Sônia Filgueiras
O Estado de S. Paulo
9/6/2006
Marco Aurélio Mello foi o primeiro a recuar da decisão que embaralhou
cenário político às vésperas das convenções
O Tribunal Superior Eleitoral(TSE) voltou atrás ontem na decisão de
terça-feira, quando adotou uma interpretação das normas eleitorais
que levaria ao engessamento das coligações partidárias nas eleições
de outubro. Em sua nova decisão, unânime, o tribunal estabeleceu que,
para 2006, valem as regras que vigoraram para as eleições de 2002. Ou
seja, partidos que não lançarem candidato à Presidência ficam livres
para fechar qualquer coligação nos Estados.
Assim, como ocorreu em 2002, os partidos poderão fazer acordos
regionais contrários às coligações federais. Está proibido que
partidos adversários na coligação nacional sejam aliados nos Estados.
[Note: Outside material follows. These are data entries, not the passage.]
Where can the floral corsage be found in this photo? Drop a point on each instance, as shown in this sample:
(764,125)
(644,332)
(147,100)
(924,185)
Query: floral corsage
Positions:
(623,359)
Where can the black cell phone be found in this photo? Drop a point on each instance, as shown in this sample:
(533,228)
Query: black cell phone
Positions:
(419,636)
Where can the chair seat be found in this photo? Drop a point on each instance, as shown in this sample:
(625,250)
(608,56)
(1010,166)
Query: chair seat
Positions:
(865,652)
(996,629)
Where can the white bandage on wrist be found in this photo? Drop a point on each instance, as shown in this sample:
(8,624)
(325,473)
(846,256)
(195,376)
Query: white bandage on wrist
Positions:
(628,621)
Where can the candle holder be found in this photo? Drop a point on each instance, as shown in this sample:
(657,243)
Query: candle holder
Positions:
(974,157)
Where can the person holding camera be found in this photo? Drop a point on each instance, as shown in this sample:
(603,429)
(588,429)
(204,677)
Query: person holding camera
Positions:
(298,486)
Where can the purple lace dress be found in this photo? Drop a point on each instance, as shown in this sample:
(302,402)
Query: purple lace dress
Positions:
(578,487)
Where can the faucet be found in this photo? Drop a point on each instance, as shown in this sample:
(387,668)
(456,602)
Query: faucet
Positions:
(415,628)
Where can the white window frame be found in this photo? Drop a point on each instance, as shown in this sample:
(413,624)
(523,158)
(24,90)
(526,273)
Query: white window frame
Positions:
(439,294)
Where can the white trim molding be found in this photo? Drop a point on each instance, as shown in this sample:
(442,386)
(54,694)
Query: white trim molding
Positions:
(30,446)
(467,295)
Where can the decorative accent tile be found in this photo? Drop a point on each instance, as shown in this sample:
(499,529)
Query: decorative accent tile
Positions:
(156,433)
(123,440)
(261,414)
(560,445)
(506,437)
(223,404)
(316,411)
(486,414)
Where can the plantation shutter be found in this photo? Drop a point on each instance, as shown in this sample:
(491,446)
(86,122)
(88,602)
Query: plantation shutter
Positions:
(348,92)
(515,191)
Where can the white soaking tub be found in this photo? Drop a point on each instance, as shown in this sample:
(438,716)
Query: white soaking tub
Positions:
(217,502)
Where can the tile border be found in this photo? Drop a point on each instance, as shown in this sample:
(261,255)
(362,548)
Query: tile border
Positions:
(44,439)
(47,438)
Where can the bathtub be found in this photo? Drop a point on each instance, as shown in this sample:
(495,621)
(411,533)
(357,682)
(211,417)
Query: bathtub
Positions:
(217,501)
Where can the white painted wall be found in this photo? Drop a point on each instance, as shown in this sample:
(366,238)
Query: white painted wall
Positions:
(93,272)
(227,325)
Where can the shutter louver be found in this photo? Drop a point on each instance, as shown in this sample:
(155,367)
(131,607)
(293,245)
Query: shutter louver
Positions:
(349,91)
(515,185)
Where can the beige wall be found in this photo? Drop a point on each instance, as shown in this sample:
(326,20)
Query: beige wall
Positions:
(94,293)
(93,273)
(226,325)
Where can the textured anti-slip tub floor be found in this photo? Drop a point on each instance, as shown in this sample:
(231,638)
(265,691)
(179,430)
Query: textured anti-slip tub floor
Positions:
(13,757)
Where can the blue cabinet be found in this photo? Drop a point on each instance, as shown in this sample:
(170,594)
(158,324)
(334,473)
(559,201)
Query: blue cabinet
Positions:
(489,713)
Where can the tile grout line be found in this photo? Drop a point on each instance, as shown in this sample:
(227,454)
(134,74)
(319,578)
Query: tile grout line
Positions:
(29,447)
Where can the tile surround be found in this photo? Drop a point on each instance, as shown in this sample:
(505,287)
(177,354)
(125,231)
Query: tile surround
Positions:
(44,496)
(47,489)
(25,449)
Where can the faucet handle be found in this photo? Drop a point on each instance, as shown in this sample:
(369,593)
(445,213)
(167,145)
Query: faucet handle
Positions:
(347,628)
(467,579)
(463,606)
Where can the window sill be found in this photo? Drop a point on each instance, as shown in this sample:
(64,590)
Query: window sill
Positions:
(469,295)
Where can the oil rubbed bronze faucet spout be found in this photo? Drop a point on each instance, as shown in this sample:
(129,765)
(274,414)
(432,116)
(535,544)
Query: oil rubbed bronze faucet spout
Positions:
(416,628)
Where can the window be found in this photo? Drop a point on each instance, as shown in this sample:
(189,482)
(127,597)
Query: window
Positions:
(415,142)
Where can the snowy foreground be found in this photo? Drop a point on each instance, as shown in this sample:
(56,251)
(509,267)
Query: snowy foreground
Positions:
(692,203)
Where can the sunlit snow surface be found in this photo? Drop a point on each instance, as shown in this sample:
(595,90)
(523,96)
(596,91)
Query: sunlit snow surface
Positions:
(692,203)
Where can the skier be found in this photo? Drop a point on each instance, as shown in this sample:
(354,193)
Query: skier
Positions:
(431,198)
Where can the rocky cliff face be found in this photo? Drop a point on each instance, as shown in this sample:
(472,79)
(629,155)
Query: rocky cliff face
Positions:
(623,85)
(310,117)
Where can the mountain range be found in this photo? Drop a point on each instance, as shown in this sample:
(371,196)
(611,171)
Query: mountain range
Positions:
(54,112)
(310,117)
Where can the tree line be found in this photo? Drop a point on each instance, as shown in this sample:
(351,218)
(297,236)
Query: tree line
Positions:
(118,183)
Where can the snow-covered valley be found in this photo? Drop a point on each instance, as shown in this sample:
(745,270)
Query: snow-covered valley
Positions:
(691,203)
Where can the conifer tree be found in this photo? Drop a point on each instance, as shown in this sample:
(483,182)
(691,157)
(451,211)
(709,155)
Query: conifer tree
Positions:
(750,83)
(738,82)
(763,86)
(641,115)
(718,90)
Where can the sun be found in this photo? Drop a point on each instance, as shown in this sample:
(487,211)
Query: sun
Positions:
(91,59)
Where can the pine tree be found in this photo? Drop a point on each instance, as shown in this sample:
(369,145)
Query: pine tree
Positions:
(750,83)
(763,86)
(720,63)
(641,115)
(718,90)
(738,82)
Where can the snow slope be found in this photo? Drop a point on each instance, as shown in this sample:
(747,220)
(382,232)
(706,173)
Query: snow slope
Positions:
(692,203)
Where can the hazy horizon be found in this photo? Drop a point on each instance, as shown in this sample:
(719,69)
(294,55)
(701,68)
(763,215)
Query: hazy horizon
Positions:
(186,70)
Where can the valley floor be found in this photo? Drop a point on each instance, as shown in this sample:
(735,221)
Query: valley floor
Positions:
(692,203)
Ou seja, adversários no topo da pirâmide eleitoral terão de se manter
adversários nas disputas locais. "Partidos que estão coligados
nacionalmente com candidato à Presidência da República podem se
coligar na base, desde que o partido novo que encerre essa coligação
não tenha candidato à Presidência", reforçou o presidente do TSE,
Marco Aurélio Mello, ao fim da sessão de ontem.
Há dois dias, em resposta a uma consulta do PL, o TSE definiu que
coligações para a eleição presidencial teriam necessariamente de ser
repetidas nas disputas estaduais. Dessa forma, partidos que não
tivessem candidato ao Planalto teriam de sair sozinhos nas eleições
nos Estados ou em aliança com legendas que também não tivessem
candidato presidencial.
A restrição caiu como uma bomba. Atingia em cheio, por exemplo, o
PSDB, que planeja se coligar ao PFL na disputa pela Presidência, mas
não necessariamente manter a aliança nas campanhas locais. Também
atrapalhava os planos do PMDB, que decidiu não lançar candidato à
Presidência para ficar mais livre no plano estadual. O partido se
considera competitivo na briga pelo governo de 18 Estado.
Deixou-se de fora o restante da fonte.